P. NEG., La Stampa 24/4/2016, 24 aprile 2016
PRINCE, A CHI ANDRANNO I 200 MILIONI DELL’EREDITÀ?
In attesa di indicazioni certe dall’autopsia (ci vorranno settimane, i primi rilievi escludono il suicidio), le domande suscitate dalla morte improvvisa di Prince, giovedì scorso nella sua casa-studio alla periferia di Minneapolis, ora riguardano più il futuro che la cronaca.
A chi andrà la sua eredità – si chiedono i media Usa –, stimata in 200 milioni di dollari (e 20 mila canzoni)? Prince è morto senza mogli né figli e allora anche il comunicato dei Testimoni di Geova uscito ieri è sembrato un appiglio sufficiente per ipotizzare che il patrimonio, almeno in parte, possa andare al movimento religioso millenaristico.
«Siamo rattristati dalla notizia della morte di Prince Rogers Nelson, che era stato battezzato Testimone di Geova nel 2003. Come Testimone ha trovato piena realizzazione nel condividere la Fede con gli altri – scrive la Chiesa –. Non abbiano dettagli sulle sue condizioni mediche né sulle cause della morte. I nostri pensieri vanno alla sua famiglia, in particolare ai membri della comunità di Saint Louis Park in Minnesota». Il comunicato chiude citando l’Apocalisse: «Dio asciugherà ogni lacrima dai loro occhi, e non ci sarà più la morte né cordoglio né grido né fatica, perché le cose di prima sono passate».
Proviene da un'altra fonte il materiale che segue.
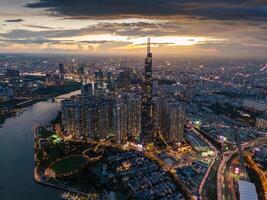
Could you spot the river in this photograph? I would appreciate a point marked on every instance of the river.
(17, 153)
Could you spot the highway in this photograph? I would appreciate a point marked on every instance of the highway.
(225, 183)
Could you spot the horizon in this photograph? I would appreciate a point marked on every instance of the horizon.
(177, 28)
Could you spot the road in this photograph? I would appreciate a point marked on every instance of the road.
(225, 183)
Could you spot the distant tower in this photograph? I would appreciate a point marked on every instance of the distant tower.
(61, 68)
(146, 123)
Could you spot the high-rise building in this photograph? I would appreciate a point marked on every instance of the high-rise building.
(146, 124)
(134, 116)
(87, 90)
(61, 68)
(173, 120)
(12, 73)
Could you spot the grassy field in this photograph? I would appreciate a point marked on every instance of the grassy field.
(69, 164)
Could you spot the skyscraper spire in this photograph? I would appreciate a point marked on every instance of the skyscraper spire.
(148, 45)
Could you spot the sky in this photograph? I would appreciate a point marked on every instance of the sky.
(229, 28)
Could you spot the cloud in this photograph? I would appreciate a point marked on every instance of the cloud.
(14, 20)
(38, 26)
(200, 9)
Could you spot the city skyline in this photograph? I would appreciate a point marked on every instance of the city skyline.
(178, 28)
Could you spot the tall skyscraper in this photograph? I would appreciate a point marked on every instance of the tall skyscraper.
(120, 122)
(173, 121)
(87, 90)
(146, 124)
(61, 68)
(134, 116)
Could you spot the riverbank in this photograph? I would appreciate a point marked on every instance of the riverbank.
(11, 108)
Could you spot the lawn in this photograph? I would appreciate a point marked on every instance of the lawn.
(69, 164)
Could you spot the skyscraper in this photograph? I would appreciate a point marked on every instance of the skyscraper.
(146, 124)
(87, 90)
(120, 122)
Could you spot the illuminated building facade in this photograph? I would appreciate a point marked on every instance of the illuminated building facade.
(147, 124)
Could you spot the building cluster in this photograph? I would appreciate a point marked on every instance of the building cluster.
(55, 78)
(127, 113)
(142, 178)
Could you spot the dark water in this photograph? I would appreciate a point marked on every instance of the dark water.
(17, 151)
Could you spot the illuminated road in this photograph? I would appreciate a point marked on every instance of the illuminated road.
(225, 183)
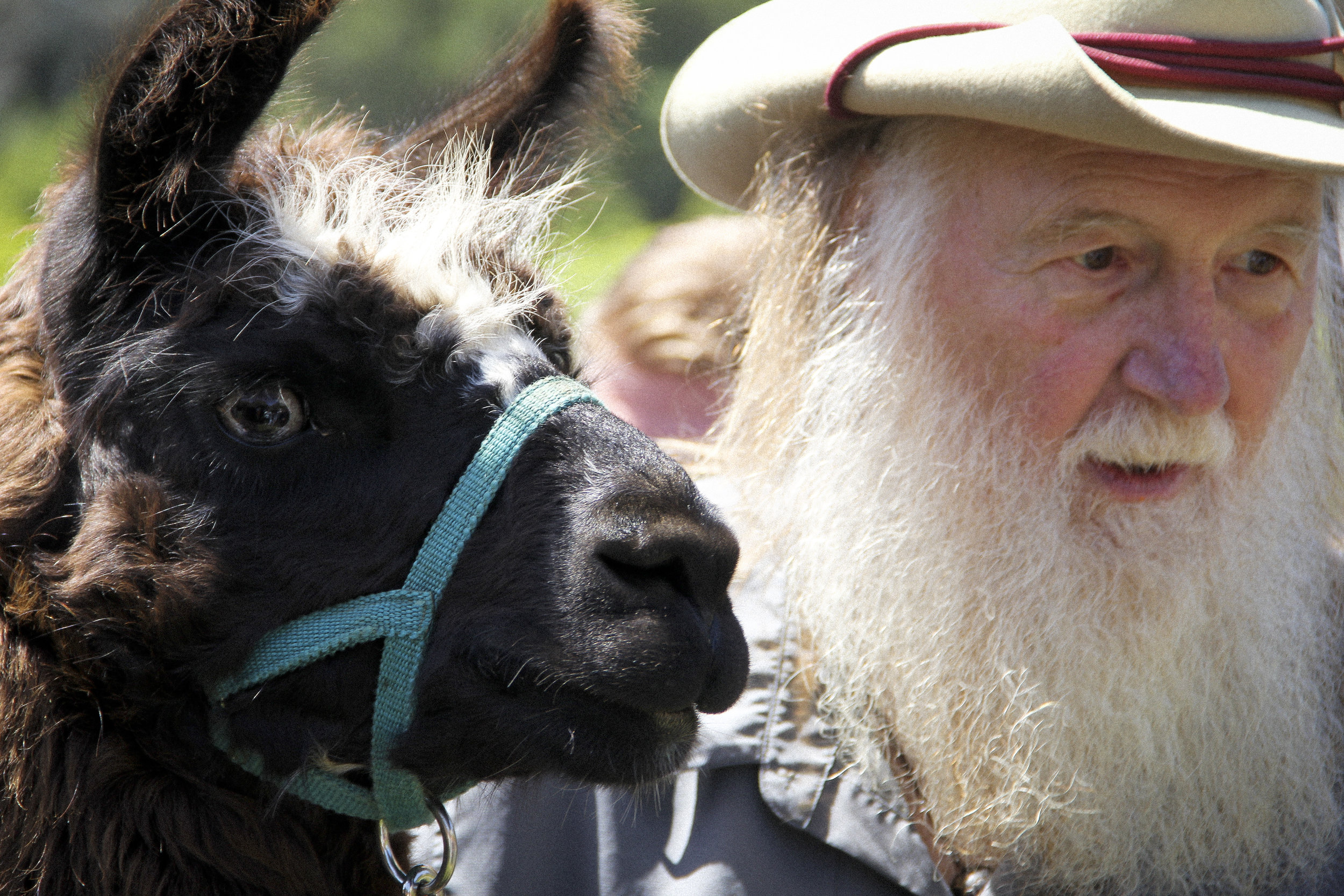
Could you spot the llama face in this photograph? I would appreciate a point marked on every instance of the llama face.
(276, 356)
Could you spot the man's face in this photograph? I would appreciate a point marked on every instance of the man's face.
(1078, 278)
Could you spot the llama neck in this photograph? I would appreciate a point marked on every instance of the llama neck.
(93, 804)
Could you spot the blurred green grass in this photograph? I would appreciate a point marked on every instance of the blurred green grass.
(33, 144)
(393, 62)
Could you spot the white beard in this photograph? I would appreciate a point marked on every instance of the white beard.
(1111, 698)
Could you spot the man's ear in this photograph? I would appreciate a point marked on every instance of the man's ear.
(184, 100)
(549, 93)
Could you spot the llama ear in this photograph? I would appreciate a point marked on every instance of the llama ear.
(550, 90)
(184, 100)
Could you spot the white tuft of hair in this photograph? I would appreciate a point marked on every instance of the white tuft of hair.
(439, 237)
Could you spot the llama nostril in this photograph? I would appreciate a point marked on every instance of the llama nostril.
(651, 577)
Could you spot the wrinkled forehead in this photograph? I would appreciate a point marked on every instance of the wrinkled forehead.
(1023, 179)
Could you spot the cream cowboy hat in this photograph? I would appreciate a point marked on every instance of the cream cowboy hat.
(1189, 78)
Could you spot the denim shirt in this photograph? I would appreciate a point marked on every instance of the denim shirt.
(761, 808)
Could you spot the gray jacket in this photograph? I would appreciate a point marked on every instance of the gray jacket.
(761, 809)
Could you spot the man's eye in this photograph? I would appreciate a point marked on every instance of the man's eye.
(1097, 259)
(1261, 264)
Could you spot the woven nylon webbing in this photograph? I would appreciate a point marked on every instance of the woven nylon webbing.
(402, 620)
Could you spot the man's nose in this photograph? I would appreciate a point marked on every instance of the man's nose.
(1175, 359)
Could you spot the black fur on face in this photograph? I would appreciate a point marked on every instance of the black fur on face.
(225, 415)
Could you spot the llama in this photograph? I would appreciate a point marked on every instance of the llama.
(240, 372)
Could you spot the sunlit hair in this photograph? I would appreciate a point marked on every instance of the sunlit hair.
(1121, 699)
(674, 308)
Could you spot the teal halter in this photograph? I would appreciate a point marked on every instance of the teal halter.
(402, 618)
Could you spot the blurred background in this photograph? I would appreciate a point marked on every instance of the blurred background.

Prince, che crebbe in una famiglia di Avventisti del Settimo Giorno, sarebbe entrato in contatto con i Testimoni attraverso Larry Graham, già bassista di Sly and the Family Stone, che suonò con lui prima e dopo il 2000. Che Prince fosse un Testimone si seppe per certo nel 2003, guarda caso ora indicato come l’anno della conversione, quando una famiglia di religione ebraica di Eden Prairie, Minnesota, raccontò di avere ricevuto una sua visita. Prince suonò alla porta alle 2 del pomeriggio, accompagnato da Graham e con una Bibbia tra le mani, e cominciò a parlare della sua fede. «Rimase per 25 minuti – disse la signora Rochelle – e non se ne andò senza lasciarmi una rivista dei Testimoni di Geova».